Data from: Diosmin and its glycocalyx restorative and anti-inflammatory effects on injured blood vessels

Endothelium, a crucial homeostatic organ, regulates vascular permeability and tone. Under physiological conditions, endothelial stimulation induces vasodilator endothelial nitric oxide (eNO) release and prevents adhesion molecule accessibility and leukocyte adhesion and migration into vessel walls. Endothelium dysfunction is a principal event in cardiovascular disorders, including atherosclerosis. Hence, current therapies focus on endothelium repair to prevent downstream cardiovascular events. However, minimal attention is given to the restoration of mechanotransducer endothelial glycocalyx (GCX), a negatively charged heterogeneous polysaccharide, which covers and protects endothelial cells. Endothelial GCX shedding plays a role in endothelial dysfunction, increasing vascular permeability and decreasing vessel tone. Diosmin, a flavone glycoside of diosmetin, downregulates adhesive molecule expression, decreases inflammation and capillary permeability, and upregulates eNO expression. Due to these pleiotropic effects of diosmin on the vasculature, a possible unidentified mechanism of action is through GCX restoration. Diosmin effect on GCX and endothelial function were assessed in a partial ligation left carotid artery (LCA) mouse model where the right carotid artery was the control for each mouse.
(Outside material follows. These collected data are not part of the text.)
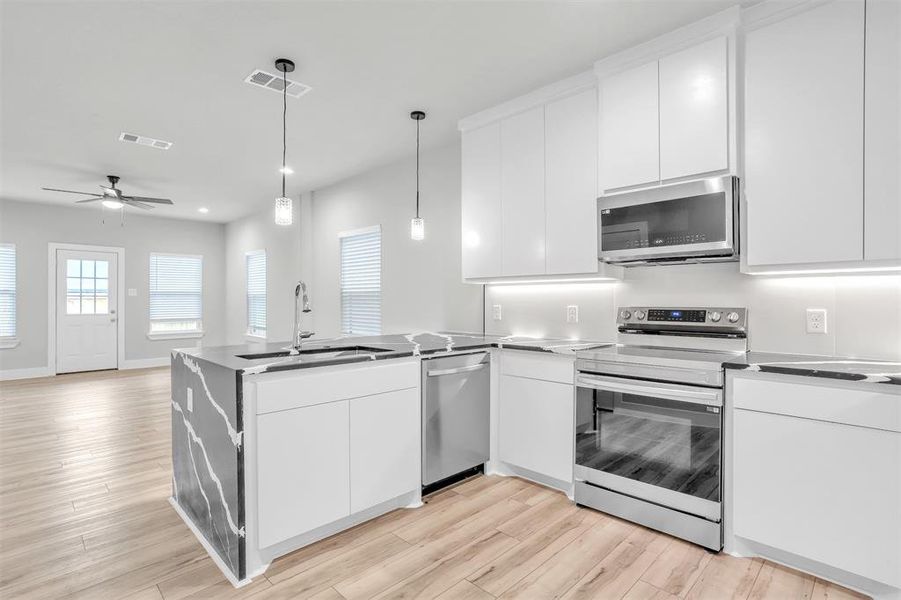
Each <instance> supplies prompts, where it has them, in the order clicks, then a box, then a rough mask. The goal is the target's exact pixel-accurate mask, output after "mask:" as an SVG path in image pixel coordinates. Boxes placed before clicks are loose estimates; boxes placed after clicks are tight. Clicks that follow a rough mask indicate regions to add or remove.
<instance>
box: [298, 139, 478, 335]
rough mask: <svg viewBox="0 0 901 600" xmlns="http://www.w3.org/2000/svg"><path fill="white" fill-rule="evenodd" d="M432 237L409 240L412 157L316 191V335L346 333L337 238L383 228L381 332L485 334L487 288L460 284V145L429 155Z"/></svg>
mask: <svg viewBox="0 0 901 600" xmlns="http://www.w3.org/2000/svg"><path fill="white" fill-rule="evenodd" d="M420 179H421V184H420V189H421V191H422V193H421V208H420V214H421V216H422V217H423V218H424V219H425V227H426V236H425V239H424V240H423V241H421V242H414V241H413V240H411V239H410V219H411V218H412V217H413V216H414V212H415V193H416V171H415V162H414V159H413V158H412V157H410V158H408V159H405V160H403V161H401V162H397V163H394V164H391V165H388V166H385V167H382V168H379V169H376V170H373V171H370V172H368V173H364V174H362V175H359V176H357V177H353V178H351V179H347V180H345V181H342V182H340V183H338V184H335V185H333V186H330V187H327V188H324V189H321V190H317V191H315V192H314V193H313V206H312V217H313V222H312V230H313V231H312V234H313V248H312V251H313V258H314V264H313V286H312V306H313V315H314V319H315V327H316V332H317V334H318V335H317V337H332V336H336V335H339V334H340V318H341V307H340V296H339V294H340V289H339V277H338V273H339V264H340V256H339V254H340V253H339V245H338V234H339V233H340V232H342V231H348V230H352V229H359V228H362V227H369V226H372V225H381V226H382V332H383V333H386V334H387V333H405V332H410V331H421V330H455V331H481V329H482V288H481V286H478V285H472V284H464V283H461V281H462V275H461V272H460V252H461V250H460V228H461V224H460V145H459V143H456V144H453V145H450V146H447V147H444V148H439V149H435V150H431V151H426V152H423V154H422V156H421V177H420Z"/></svg>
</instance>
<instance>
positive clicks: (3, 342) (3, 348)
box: [0, 338, 19, 350]
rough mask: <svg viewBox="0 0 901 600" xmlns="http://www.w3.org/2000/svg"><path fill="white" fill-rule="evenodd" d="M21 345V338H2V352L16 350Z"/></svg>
mask: <svg viewBox="0 0 901 600" xmlns="http://www.w3.org/2000/svg"><path fill="white" fill-rule="evenodd" d="M18 345H19V338H0V350H7V349H9V348H15V347H16V346H18Z"/></svg>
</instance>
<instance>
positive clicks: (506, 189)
mask: <svg viewBox="0 0 901 600" xmlns="http://www.w3.org/2000/svg"><path fill="white" fill-rule="evenodd" d="M501 215H502V221H501V222H502V236H501V238H502V240H503V243H502V248H503V249H502V251H501V275H505V276H507V275H541V274H544V246H545V240H544V107H543V106H539V107H537V108H533V109H531V110H528V111H526V112H523V113H520V114H518V115H515V116H512V117H510V118H507V119H504V120H503V121H501Z"/></svg>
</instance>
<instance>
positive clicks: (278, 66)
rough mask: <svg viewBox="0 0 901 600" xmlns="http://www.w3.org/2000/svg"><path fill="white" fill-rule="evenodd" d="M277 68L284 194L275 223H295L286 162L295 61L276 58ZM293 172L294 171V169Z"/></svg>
mask: <svg viewBox="0 0 901 600" xmlns="http://www.w3.org/2000/svg"><path fill="white" fill-rule="evenodd" d="M275 68H276V69H278V70H279V72H281V74H282V80H283V81H282V84H283V85H282V168H281V169H279V170H280V171H281V173H282V195H281V196H279V197H278V198H276V199H275V224H276V225H291V224H292V223H294V203H293V202H291V199H290V198H288V197H287V196H286V195H285V175H286V174H287V173H288V171H289V167H288V166H287V165H286V164H285V157H286V156H287V153H288V129H287V125H286V124H287V120H288V73H290V72H292V71H293V70H294V61H292V60H289V59H287V58H278V59H276V60H275ZM292 172H293V171H292Z"/></svg>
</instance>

Diosmin (50 mg/kg) was administered daily for 7 days, 48 hours after ligation. Within the ligated mice LCAs, diosmin treatment elevated the activated eNO synthase level, inhibited inflammatory cell uptake, decreased vessel wall thickness, increased vessel diameter, and increased GCX coverage of the vessel wall. ELISA showed a decrease in hyaluronan concentration in plasma samples of diosmin-treated mice, signifying reduced GCX shedding. In summary, diosmin supported endothelial GCX integrity, which preserved endothelial function by attenuating expression of inflammatory factors and restoring vascular tone.